Todo mundo pensa na aposentadoria incomum do peso pesado do Ultimate Fighting Championship, Jailton Almeida.
A estreia de Almeida no UFC incendiou a internet nesta quarta-feira. Depois de duas lutas sem brilho, o top 10 dos pesos pesados do UFC foi divulgado apesar do recorde da promoção de 8-3. O corte inesperado virou imediatamente o trending topic do mundo do MMA, com mídia, fãs e lutadores discutindo os motivos na categoria que Tai Tuivasa sofreu sua sexta derrota consecutiva e ainda está no elenco.
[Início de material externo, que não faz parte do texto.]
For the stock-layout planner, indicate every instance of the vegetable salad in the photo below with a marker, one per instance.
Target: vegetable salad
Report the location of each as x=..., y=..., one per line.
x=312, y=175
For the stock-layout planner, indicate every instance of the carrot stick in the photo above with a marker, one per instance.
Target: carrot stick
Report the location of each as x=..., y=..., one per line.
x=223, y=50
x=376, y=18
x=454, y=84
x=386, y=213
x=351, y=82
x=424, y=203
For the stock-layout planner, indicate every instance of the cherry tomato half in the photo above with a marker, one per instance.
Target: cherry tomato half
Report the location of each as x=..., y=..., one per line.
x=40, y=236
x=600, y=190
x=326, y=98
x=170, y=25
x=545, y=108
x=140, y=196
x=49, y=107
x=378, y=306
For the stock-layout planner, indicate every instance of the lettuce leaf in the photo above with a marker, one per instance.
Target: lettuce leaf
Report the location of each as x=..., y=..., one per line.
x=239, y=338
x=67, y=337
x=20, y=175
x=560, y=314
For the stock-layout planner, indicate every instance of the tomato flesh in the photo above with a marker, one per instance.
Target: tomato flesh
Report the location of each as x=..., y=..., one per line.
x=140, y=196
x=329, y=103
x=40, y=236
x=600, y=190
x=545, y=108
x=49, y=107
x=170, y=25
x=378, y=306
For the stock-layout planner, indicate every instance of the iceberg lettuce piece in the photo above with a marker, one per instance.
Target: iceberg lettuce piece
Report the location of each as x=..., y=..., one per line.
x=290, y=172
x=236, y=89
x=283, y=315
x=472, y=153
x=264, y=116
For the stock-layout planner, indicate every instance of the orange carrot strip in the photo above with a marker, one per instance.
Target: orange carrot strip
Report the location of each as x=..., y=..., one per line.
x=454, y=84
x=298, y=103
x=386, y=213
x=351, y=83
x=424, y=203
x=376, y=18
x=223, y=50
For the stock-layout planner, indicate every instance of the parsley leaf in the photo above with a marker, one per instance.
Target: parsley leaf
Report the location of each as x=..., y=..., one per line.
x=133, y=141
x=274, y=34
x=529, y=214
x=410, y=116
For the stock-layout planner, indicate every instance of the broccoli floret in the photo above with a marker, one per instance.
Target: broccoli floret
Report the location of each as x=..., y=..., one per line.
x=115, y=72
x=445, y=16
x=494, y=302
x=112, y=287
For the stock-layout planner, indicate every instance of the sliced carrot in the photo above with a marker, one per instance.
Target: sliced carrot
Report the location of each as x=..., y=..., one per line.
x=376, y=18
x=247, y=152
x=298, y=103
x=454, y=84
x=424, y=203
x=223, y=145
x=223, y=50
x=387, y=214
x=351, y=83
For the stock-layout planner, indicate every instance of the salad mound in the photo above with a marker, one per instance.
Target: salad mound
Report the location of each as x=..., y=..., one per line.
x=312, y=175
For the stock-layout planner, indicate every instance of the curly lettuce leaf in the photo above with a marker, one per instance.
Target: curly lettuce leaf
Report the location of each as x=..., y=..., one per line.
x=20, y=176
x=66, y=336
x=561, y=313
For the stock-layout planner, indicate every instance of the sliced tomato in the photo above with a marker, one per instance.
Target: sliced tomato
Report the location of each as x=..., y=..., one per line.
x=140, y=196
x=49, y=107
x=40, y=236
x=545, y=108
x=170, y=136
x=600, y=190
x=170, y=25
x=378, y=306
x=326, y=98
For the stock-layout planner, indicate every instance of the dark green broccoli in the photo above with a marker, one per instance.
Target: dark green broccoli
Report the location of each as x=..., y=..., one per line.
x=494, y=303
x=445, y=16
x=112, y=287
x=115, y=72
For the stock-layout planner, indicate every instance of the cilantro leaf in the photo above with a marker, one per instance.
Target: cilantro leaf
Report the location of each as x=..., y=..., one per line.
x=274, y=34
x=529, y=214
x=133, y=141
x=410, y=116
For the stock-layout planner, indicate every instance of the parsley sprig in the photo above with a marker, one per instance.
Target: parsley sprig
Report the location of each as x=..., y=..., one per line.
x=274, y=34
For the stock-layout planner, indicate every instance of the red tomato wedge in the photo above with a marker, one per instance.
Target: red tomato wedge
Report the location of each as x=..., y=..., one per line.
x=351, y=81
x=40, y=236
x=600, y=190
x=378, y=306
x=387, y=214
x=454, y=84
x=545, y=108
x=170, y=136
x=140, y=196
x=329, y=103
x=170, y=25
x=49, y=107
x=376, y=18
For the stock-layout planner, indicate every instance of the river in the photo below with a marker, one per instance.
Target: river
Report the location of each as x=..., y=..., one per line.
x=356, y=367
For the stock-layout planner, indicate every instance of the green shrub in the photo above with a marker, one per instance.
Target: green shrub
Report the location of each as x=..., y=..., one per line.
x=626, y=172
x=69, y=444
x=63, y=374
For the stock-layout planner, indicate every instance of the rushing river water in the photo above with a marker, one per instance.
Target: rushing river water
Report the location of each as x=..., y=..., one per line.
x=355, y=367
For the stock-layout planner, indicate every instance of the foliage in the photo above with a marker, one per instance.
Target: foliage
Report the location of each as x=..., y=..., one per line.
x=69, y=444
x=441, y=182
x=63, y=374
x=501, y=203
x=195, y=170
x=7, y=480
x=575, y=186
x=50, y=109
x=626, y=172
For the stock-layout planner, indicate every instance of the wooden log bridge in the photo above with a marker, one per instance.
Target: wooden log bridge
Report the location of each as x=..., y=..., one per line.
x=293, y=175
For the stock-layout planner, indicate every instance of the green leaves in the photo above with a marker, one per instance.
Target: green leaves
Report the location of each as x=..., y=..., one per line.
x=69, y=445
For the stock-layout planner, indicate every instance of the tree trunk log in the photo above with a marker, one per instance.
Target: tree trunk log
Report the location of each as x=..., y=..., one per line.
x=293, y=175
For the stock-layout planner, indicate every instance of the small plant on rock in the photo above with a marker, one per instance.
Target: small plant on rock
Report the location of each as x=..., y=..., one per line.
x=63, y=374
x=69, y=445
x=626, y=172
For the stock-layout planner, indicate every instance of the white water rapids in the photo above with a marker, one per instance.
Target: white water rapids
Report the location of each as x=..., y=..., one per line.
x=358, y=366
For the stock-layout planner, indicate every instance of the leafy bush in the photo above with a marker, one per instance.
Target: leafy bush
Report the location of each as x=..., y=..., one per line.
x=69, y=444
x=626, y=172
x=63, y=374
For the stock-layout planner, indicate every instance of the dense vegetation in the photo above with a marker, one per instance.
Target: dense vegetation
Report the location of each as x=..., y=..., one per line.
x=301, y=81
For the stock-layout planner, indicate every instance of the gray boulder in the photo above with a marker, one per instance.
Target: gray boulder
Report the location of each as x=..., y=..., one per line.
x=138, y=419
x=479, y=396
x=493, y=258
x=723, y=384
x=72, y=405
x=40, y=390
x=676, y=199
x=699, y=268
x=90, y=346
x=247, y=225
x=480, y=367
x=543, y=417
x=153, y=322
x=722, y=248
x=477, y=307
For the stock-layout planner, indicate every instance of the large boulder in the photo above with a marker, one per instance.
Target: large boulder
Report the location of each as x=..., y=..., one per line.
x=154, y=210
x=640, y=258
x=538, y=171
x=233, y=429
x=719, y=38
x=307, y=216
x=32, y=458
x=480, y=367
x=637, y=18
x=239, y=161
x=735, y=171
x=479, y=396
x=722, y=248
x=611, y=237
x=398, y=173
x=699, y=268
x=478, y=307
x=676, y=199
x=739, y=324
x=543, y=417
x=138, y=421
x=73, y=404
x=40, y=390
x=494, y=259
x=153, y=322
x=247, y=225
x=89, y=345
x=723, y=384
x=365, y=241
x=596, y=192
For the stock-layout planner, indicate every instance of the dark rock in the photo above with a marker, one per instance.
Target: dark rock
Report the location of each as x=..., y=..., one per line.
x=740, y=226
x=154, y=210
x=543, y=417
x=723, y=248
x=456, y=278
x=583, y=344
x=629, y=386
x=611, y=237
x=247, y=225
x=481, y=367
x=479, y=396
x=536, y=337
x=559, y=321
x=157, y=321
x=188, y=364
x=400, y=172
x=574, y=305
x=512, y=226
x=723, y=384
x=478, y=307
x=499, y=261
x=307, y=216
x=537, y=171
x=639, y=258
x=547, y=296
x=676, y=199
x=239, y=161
Algumas atuações atingiram os chefes do UFC de maneira errada, principalmente quando Almeida derrotou Derrick Lewis em cinco rounds horríveis em que ele desencadeou um ataque que causou poucos danos. Suas lentas e difíceis derrotas por decisão para Alexander Volkov e Rizvan Kuniev significaram sua queda, e o veterano do UFC Gilbert Burns percebeu isso. “Durinho” compartilhou seus pensamentos através de seu YouTube Channel na quinta-feira sobre sua estreia nacional, trazendo dois pontos-chave que podem explicar a decisão do UFC.
“Acho que é um aviso do UFC para todos os lutadores”, disse Burns. “A Paramount está gastando muito dinheiro aqui. Estamos em uma nova era. Queremos entretenimento.”
Durinho ainda acrescenta outro aspecto que a maioria das pessoas não menciona: a equipe administrativa de um atleta pode não estar fazendo o melhor que pode para manter seu contrato.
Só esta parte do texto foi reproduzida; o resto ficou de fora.